Hoping to win Democratic support for the president's jobs bill, Senate Majority Leader Harry Reid today announced he's tweaking the $447 billion plan by substituting some of Obama's provisions for a tax increase on the "richest of the rich," those earning $1 million a year or more.
"The American people believe it is time for millionaires and billionaires to pay their fair share to help this country thrive," Reid said on the Senate floor this morning. "So when Democrats bring this commonsense job legislation to the floor, we'll ask Americans who make more than $1 million a year to contribute more to help this country reduce its jobs deficit."
The move would throw out the pay-for provisions that were listed in the White House's American Jobs Act, and now include a 5 percent tax increase on millionaires. The 5 percent surtax on a millionaires' earned income would not be permanent but would last for the next 10 years, and would provide the funds for the jobs bill, Reid said today.
Obama had proposed higher taxes on family incomes greater than $250,000 and on the oil and gas industry as a way to pay for the bill. Some Democrats, such as Sen. Chuck Schumer, D-N.Y., faced constituents who would have been hit hard by the higher tax rates, so the tax increase became a surcharge on millionaires, and will likely win over Democratic votes.
"Drawing the line at a million dollars is the right thing to do," Schumer said at a press conference late this morning. "In the eyes of many, it is hard to ask more of households that make $250,000 or $300,000 a year. Many of -- they are not rich, and in large parts of the country, that kind of income does not get you a big home or lots of vacations or anything else that's associated with wealth in America."
The Democratic leadership believes it has an "overwhelming majority" of Democrats for this bill now, although they said there has not been a proper whip count yet.
"We have spent the last several weeks planning how it can win the most votes on the Senate floor as one package," Schumer said, "So we believe the best way to ensure this worthy package does not add to the deficit is to get rid of unneeded tax breaks for millionaires and billionaires."
Democrats today said they had consulted with the White House over the change to the president's original proposal, and they were "fine with the idea," because the president was always open for alternative ways of paying for the bill.
Republicans will surely oppose this tax increase. Senate Minority Leader Mitch McConnell, R-Ky., said that Senate Democrats have decided to make the changes to the bill in order to "sharpen" their "political edge."

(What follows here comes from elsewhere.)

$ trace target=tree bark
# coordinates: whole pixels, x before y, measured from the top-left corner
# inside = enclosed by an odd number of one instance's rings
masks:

"Now our Democratic friends want to jettison entire parts of the bill altogether, not to make it more effective at growing jobs, not to grow bipartisan support. No, they want to overhaul the bill to sharpen its political edge," McConnell said. "So my suggestion to the White House is that if the president wants to keep traveling around the country demanding a vote on this second stimulus, that he focus his criticism on Democrats, not Republicans, because they're the ones who are now standing in the way of an immediate vote on this legislation."
Reid today was asked why he would propose this when he knows he will not have Republican support for the bill, nor would it go anywhere in the Republican-controlled House of Representatives.
"Seventy-five percent of Republicans support this tax. The problem is, none of them are in the Senate. So they're going to have to listen to their constituents," Reid said. "The Republicans have to make a decision. They can -- they can hang on to their mantra: no new taxes. But I would suggest that they're really not keeping in touch with their constituents."
The Democrats are setting up a contrast – hoping to cast a Republican vote against this as a vote to protect tax breaks for the wealthiest 1 percent of Americans instead of aiding in the economic recovery.
"The addition of this proposal makes it very tough for Republicans to oppose the president's job package," Schumer said. "Republicans will be hard-pressed to explain why they'd allow teachers and firefighters to be laid off rather than have millionaires and billionaires pay their fair share."
Reid said that he'd like to set up a first vote on this "very soon," likely within the next few days after finishing the China currency bill.